In March 2017, per the Promotion of Access to Information Act (PAIA), AfriForum and Solidarity forced the Department of Sport and Recreation to disclose information regarding its transformation targets in sport. Based on this, AfriForum and Solidarity served court documents on 2 May 2017 which challenged the South African Rugby Union (Saru), Cricket South Africa (CSA), Athletics South Africa (ASA) and Netball South Africa (NSA) to defend their agreed race quotas before the Labour Court. In accordance with the Transformation Charter Sports Minister Tokozile Xasa will have, among other things, the power to suspend a sport federation’s funding if she is unhappy with the race representation in the particular sport.
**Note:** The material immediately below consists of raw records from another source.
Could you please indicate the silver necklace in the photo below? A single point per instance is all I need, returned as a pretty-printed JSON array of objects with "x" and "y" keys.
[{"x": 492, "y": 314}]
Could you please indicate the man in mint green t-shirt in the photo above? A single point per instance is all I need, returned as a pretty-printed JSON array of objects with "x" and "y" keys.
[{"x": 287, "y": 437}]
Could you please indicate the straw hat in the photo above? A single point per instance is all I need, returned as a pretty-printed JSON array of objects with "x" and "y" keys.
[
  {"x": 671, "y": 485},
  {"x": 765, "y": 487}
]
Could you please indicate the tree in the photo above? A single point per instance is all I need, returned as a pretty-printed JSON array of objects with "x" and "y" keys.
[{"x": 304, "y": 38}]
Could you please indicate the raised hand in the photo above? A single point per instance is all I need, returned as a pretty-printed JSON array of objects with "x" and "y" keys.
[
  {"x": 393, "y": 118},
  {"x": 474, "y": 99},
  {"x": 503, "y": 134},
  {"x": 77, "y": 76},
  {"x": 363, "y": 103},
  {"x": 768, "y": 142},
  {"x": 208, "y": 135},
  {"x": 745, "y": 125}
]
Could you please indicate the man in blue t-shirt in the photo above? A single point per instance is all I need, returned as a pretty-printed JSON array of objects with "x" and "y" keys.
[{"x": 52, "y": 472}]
AfriForum realises that no instant solution exists for the crisis of poverty and unemployment in South Africa but at the same time believes that the most important component of the solution has its seat in getting the education system into shape. The mindset of the ANC and government is however that the problem could be solved by making all levels of civilisation representative of the national demographic (in other words with roughly 80% black and only roughly 8% white). This is done through enforcing a quota system on, among others, sports teams. AfriForum fundamentally disagrees with this approach. The centre of the difference is that government’s suggested solution (quotas) is an outcomes-based approach, as it merely considers the statistics and then uses these statistics as the measure to determine whether people are empowered. AfriForum advocates an input-based approach, where the emphasis is on training and development.
Apartheid was based on the idea that the country does not comprise a single nation, but rather four racial groups. The question currently is what the criterium for race classifications is and who has the power to classify races.
According to Kallie Kriel, CEO of AfriForum, the application of sport quotas in South Africa is in contravention of various international agreements that South Africa signed and ratified. “It is ironic that the ruling party now applies quotas, while it pleaded with international bodies in 1970 that sportspeople must be judged based on merit. We therefore still stand by the view that merits are the only factor in the composition of sports teams.”